The Huffington Post reports that honeybees are a $30 billion industry in the U.S. not to mention the crops we are losing from the plight. In 1947, there were an estimated 6 million colonies, 3 million in 1990, and 2.5 million in 2013. This is important to us in our food chain … honeybees pollinate more than 130 fruits and vegetables.
While America works on resourcing farmland for the bees and studying the effects, social entrepreneur, Oliver Maxwell has come up with a honey of an idea—the urban pollinator. Adding bees to city life makes so much sense. The beehives are contained on rooftops, high above the heavily trafficked areas, and they supply the parks, rooftop gardens, and city landscapes with pollination for flowers, seeds, herbs and vegetables, and trees.
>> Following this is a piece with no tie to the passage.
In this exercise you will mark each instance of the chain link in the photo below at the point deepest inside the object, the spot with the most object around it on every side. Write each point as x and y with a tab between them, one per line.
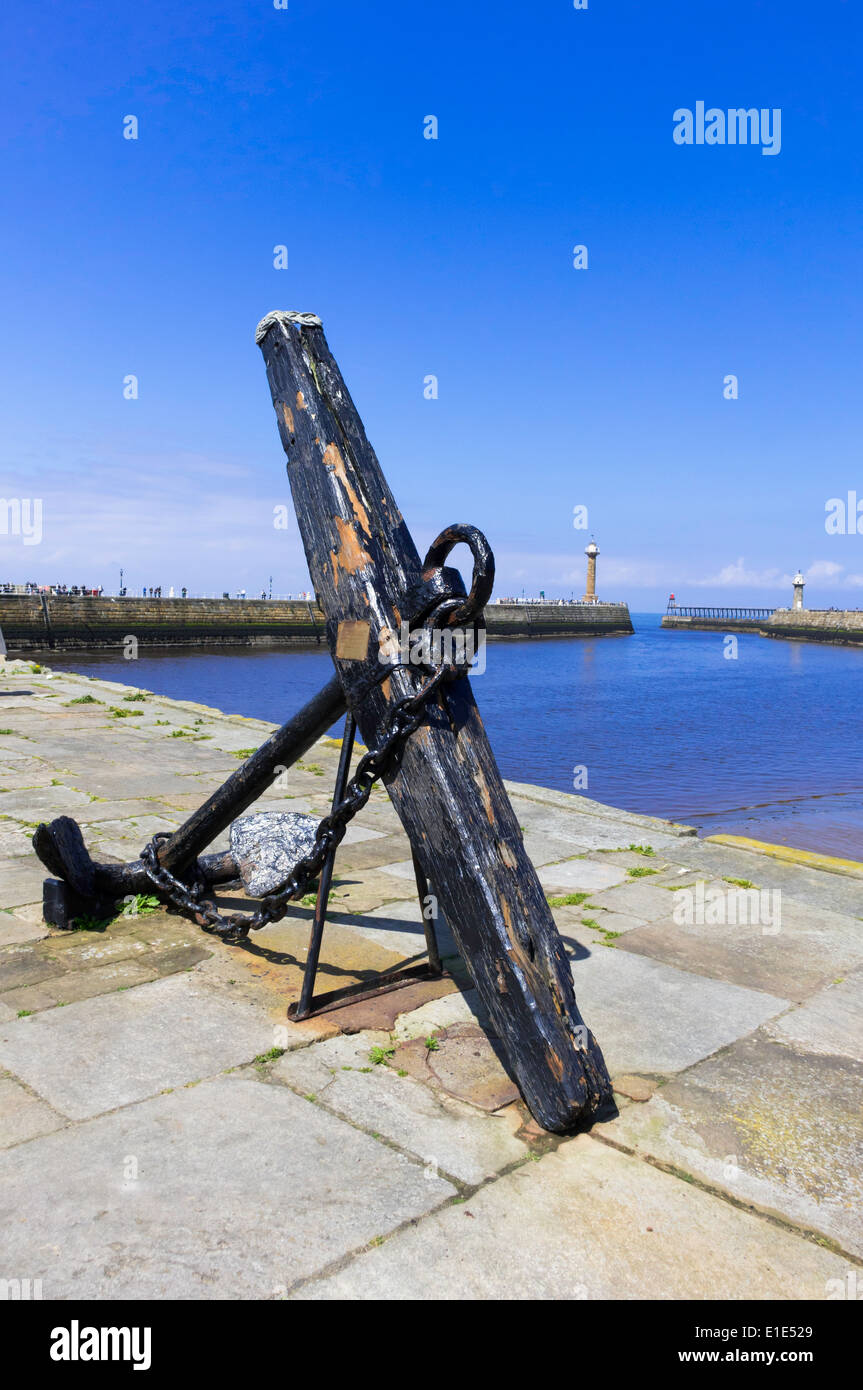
402	719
Beekeepers are hired to take care of the hives and aid in the health of the colonies. Maxwell states, “We make sure that the beekeepers and honey producers come from socially disadvantaged backgrounds. Plus, the bee-flower-honey relationship is about the best metaphor for sustainable growth there is.” There is a sense of pride that shines through in Maxwell’s writing as he explains the new life of a, once homeless, beekeeper. “When a formerly homeless person stands on the roof of Bella Center with a smoker and veil, teaches kids about pollination or sells honey to biochemists in Lundbeck’s canteen he feels in his own words “a part of society.” Businessmen and women, homeless and children meet on a level plane.”
Maxwell’s bee project is set up in Copenhagen. Five businesses offered space for the hives, backing for the project, in 2011, and offered to buy the honey when it was produced. The city chipped in offering production space, a vehicle, and assistants to aid in the startup venture. This year, up to 40 employees have been hired and trained with backgrounds from homeless people, to Red Cross refugees, and to people from a deprived housing estate. He has also hired “honeypushers” to sell the honey to local businesses and residents. The honeypushers are people who need experience to get into the job marketplace. While working, they gather much needed experience, pay taxes, and prove a solid working background for their future ventures.
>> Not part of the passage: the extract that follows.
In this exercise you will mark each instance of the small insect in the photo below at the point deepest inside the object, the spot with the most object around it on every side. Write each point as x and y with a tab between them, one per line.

Maxwell’s company Bybi, also teaches schoolchildren about bee culture, honey making, the important relationship between man and nature, and how an Eco-business can run and succeed—working hand in hand—giving back to society at the same time. In essence, he is training the youth of Copenhagen how to be social entrepreneurs.
The company, established in 2011, won the “Danish Social Enterprise Award 2013,” and 10 other nominations and prizes. It appears Maxwell and his award winning company is no fly-by-night operation; they are here stay. That is a good thing for people here in the U.S., Europe, and the world, knowing that there are sustainable options to keep the bees alive and healthy, even in an urban environment.
To sum up Maxwell’s philosophy . . . “There is no really good excuse for wringing our hands and continuing the way things are. Good change starts with what you do. It is easier to act your way into a new way of thinking, than think your way into a new way of acting, and I hope that Bybi is a small step in the right direction.”
As you can see, little ideas can make a big change in the world—for man, for the plants, for the animals, and even for a little tiny bee.